As can be seen, our performance on the crossval set is still off from the performance on the test set. 
There is one final thing we can do, which is Leave-P-Out cross validation. 
As our training set is small (only 180 samples), we'll take p=1, also called Leave-One-Out. This is equivalent to the k-fold split with k=180.
Also, we'll play with the LogisticRegression parameters a bit to get the lowest cross-validation estimate.

### Leave-One-Out cross-validation

In [9]:
leaveOneOut = KFold(n_splits=180)
crossVal_performance = np.zeros(leaveOneOut.get_n_splits())
i=int(0)
for iTrain, iCross in leaveOneOut.split(X, y):
    X_train, X_cross = X.iloc[iTrain], X.iloc[iCross]
    y_train, y_cross = y.iloc[iTrain], y.iloc[iCross]
    model_i = LogisticRegression(penalty='l2', tol=1e-8, solver='liblinear').fit(X_train, np.ravel(y_train))
    prob_i = model_i.predict_proba(X_cross)
    crossVal_performance[i] = logLoss(y_cross, prob_i)[0,1]
    i+=1

print('mean cross-validation performance: %0.5f' %np.mean(crossVal_performance))

mean cross-validation performance: 0.43205


So we got a little bit closer, but it seems we can't get our crossvalidation performance to get any more accurate. 
This is not due to an overfitting problem it seems, but just to the fact that we have a small data set (the test set performance was a lot closer to the training set performance).

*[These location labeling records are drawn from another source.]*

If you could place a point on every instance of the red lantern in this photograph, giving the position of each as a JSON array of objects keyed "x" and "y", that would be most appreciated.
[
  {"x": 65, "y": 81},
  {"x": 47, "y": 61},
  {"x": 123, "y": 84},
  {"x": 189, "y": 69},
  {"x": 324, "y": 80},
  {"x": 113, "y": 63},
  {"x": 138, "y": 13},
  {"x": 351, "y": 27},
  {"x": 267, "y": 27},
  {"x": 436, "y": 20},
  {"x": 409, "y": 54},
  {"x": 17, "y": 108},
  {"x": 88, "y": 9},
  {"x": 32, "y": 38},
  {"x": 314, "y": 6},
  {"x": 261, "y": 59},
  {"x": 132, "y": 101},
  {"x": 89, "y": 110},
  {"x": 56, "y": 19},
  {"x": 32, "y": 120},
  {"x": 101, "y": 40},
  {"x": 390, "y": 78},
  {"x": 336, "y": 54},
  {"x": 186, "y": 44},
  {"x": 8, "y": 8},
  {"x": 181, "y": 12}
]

Now let's fit out model to the entire training set and submit our final test set predictions. 

### Fit model on entire training set

In [10]:
# apply logistic regression on entire training set
logResModel3 = LogisticRegression(penalty='l2', tol=1e-8, solver='liblinear').fit(allFeatures, 
                                                np.ravel(y))

trainProb3 = logResModel3.predict_proba(allFeatures)
trainLoss3 = logLoss(y, trainProb3)[0,1]
print('log loss on training set is: %0.5f' %trainLoss3)

log loss on training set is: 0.33812


### Evaluate performance on the test set

In [11]:
# loading test data
prob_test3 = logResModel3.predict_proba(X_test)[:,1]

# saving test results
d = {'heart_disease_present': prob_test3}
submission_df = pd.DataFrame(data=d, index=X_test.index)
submission_df.to_csv('../logResModel3_results.csv')

##### Final result with logistic regression: log loss on test set is: 0.32931 (16th place on the leaderboard on Oct 10, 2018!)